D'Arcee Charington Neal (he/they)
D'Arcee Charington Neal is an award-winning professional storyteller, and third year doctoral candidate at The Ohio State University in English and Disability Studies, focusing on the intersections of black digital media and disability erasure within Afrofuturism. With a double Masters in Creative Writing and Rhetorical Composition, through the lens of audionarratology, he works to tell stories of the Afrophantasmic, or black disabled people who exist as phantoms within the community as both a power and a problem; critically analyzing digital blackface and ableism across popular culture. He is a recipient of the 2017 Tony Coelho NBC/Universal Digital Media Scholarship and winner of Best English Graduate Research at Ohio State University for 2020. However when not theorizing about black techno-agency, playing video games, or crying over Grey's Anatomy, he believes that the future can and should be both, accessible, and in Wakanda, forever.
Joshua Wilson (he/him)
Joshua Wilson is a 48 years old man who has Cerebral Palsy, and lives in Richmond, Virginia. Over the past 20 years Josh has been an advocate to make change for people with disabilities, especially in Virginia. He has spoken at the Virginia general Assembly several times on topics related to consumer-directed care, assistive technology, and Medicaid Waiver waiting lists. Information Technology (IT) is Josh’s passion; he has worked at Virginia Commonwealth University and as a volunteer at several non-profits doing IT, and he has a degree from J. Sergeant Reynolds College in the field. Josh describes bureaucracy as his most frustrating foe and his turtles and the beach as the two things that bring him the most peace. Josh lives in his own apartment and wants to make sure all people with disabilities have the opportunity to live on their own or with any people they choose.
Accelerator Program Participants:
Rosalia Fajardo (she/her)
Rosalia Fajardo is a Colombian lawyer whose purpose is to ensure that all children will have access to a great education and successful life through family, school, community, and business partnerships with her organization, Multicultural Families (MF). Dr. Fajardo is a nationally recognized community leader and speaker on disability rights for children with disabilities. For the last 20 years she has been advocating tirelessly to ensure that the Latino families and diverse populations have equal access to special education and higher education for youth with disabilities. She is also deeply involved in the social justice, immigration, healthcare, and dedicated to help Latino students to succeed in their dreams to achieve college education. Dr. Fajardo has provided technical assistance to more than 1000 Latina women to create their own business including mothers whose children are receiving special education.

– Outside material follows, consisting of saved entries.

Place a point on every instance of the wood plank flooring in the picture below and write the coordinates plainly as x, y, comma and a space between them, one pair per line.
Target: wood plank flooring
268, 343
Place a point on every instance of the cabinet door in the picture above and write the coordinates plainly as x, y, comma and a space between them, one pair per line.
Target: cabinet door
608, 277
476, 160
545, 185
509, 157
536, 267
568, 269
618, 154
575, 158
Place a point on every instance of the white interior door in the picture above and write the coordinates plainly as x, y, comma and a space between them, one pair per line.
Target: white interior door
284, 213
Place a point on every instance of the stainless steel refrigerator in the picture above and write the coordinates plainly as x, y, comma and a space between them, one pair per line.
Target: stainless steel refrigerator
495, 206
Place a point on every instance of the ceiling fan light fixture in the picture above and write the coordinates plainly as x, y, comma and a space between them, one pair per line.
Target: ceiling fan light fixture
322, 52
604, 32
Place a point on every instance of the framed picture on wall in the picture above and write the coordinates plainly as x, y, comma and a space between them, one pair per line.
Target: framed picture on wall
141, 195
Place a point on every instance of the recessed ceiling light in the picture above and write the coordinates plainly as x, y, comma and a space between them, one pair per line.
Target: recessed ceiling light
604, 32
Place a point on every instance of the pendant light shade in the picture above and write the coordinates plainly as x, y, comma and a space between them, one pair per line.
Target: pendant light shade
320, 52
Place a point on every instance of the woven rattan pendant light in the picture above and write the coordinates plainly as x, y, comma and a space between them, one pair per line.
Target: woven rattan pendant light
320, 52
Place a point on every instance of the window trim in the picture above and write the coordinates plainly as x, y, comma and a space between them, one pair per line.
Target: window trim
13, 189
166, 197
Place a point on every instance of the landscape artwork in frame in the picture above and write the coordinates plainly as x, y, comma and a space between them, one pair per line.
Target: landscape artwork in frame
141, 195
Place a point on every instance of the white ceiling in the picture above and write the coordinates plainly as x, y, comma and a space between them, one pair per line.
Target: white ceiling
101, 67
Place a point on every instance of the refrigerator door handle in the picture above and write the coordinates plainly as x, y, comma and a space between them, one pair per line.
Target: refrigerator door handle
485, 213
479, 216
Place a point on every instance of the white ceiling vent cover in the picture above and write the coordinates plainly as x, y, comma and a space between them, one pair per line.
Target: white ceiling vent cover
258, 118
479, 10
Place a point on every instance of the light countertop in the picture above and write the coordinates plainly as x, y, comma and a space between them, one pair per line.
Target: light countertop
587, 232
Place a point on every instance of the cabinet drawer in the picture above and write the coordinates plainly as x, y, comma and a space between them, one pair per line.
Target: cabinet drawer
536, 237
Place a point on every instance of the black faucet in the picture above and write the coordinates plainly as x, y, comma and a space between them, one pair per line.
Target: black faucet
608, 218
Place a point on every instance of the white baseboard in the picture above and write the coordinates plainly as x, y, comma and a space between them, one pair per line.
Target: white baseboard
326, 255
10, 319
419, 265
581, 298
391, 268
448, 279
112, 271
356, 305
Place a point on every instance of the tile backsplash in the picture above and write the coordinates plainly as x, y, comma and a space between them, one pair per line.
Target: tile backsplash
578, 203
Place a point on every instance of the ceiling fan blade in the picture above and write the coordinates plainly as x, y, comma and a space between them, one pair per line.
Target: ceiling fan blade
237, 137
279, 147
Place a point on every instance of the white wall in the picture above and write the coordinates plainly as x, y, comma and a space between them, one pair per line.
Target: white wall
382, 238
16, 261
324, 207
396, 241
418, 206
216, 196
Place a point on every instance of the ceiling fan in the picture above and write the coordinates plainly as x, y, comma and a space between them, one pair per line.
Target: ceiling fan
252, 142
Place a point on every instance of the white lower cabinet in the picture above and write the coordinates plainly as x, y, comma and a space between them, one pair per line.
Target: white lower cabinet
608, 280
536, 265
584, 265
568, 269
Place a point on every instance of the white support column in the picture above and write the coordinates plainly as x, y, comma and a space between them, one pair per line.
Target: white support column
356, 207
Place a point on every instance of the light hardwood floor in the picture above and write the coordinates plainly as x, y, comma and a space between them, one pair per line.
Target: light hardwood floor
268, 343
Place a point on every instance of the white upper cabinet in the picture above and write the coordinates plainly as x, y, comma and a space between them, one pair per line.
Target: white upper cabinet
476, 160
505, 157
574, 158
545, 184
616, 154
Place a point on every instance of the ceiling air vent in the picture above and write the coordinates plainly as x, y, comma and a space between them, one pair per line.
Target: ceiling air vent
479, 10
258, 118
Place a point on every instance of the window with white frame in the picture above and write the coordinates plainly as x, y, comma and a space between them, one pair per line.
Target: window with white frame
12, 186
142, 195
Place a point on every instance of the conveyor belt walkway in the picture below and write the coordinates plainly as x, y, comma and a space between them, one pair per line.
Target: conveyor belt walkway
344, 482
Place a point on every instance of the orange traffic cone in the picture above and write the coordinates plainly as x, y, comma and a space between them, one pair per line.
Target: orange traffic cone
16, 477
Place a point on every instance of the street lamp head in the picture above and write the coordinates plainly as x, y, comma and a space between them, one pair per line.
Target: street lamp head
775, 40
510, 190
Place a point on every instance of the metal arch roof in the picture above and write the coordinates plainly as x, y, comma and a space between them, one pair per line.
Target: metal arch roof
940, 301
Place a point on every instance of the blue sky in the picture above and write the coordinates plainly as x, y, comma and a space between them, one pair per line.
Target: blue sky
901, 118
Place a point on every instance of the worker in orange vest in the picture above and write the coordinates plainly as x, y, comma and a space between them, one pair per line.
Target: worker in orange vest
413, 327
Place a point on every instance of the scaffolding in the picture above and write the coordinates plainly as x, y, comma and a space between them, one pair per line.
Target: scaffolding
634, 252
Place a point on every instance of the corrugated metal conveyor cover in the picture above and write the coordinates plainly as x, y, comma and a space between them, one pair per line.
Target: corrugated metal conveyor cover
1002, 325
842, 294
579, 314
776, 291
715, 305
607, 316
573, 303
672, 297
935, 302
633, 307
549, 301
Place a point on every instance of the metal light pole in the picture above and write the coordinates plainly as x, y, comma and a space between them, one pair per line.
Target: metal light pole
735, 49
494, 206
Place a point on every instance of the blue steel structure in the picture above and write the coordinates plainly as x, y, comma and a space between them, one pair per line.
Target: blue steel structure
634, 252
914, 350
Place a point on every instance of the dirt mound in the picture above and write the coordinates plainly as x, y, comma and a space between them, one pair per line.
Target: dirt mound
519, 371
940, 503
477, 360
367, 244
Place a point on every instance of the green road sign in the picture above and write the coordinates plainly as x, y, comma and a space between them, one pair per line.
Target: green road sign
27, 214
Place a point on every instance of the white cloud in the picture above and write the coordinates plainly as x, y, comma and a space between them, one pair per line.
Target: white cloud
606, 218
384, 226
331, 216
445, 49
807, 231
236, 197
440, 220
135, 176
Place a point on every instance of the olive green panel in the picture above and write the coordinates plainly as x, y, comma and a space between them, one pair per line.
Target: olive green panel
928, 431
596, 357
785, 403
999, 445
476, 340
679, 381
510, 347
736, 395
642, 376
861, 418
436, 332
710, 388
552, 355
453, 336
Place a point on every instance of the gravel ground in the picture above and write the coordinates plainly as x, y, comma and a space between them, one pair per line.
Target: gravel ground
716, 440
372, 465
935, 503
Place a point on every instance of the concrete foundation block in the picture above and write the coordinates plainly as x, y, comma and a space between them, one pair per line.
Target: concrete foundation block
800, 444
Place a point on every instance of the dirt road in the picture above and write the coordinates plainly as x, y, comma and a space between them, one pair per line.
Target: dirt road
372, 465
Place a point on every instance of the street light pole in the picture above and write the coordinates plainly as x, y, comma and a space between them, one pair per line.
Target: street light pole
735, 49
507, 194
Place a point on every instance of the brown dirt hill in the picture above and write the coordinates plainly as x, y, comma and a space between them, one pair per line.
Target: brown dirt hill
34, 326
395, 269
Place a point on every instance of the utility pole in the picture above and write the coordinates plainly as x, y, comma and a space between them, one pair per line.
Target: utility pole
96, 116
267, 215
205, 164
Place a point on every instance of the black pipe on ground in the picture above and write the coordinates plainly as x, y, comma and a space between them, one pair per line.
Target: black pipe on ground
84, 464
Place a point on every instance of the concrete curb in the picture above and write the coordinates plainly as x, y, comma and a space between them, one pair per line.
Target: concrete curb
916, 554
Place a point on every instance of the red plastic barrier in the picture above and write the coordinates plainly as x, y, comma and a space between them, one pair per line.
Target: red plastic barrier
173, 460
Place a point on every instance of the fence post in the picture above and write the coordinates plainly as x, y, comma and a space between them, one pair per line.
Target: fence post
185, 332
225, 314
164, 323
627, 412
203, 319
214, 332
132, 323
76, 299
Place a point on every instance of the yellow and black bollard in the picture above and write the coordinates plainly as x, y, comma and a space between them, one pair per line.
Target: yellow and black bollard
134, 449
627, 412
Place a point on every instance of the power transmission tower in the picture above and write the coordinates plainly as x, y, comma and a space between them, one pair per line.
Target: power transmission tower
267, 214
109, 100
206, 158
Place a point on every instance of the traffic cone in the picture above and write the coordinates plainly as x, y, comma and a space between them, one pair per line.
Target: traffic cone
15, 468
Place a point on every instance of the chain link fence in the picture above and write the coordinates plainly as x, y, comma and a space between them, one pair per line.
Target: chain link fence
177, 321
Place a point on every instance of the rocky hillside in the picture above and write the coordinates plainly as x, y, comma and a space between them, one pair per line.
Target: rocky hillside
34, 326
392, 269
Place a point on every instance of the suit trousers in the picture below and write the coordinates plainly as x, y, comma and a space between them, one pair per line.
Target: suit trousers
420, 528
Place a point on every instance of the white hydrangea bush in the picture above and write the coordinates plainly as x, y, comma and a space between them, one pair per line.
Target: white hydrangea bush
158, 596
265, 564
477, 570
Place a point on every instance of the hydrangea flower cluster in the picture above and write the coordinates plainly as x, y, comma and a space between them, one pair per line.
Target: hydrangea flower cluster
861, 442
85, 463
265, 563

Prior to founding the MF, she served as Outreach Director of the Parent Educational Advocacy Training Center and the Virginia Parent Information Center. She has also served as a special adviser to the Assistant Secretary of the Office of Special Education at the U.S. Department of Education.
She is a proud mother of mother of Margarita Maria, a small business entrepreneur. For her work she has received numerous awards and special recognitions among including the 2009 SCAN award, the Lifetime achievement award presented by el Poder de Ser Mujer in 2019, Covid 19 Heroe presented by El Tiempo Latino Newspaper, and the prestigious 2021 Disability Impact Award from the Virginia Disability Law Center. She is excited to be a part of the ECNV team.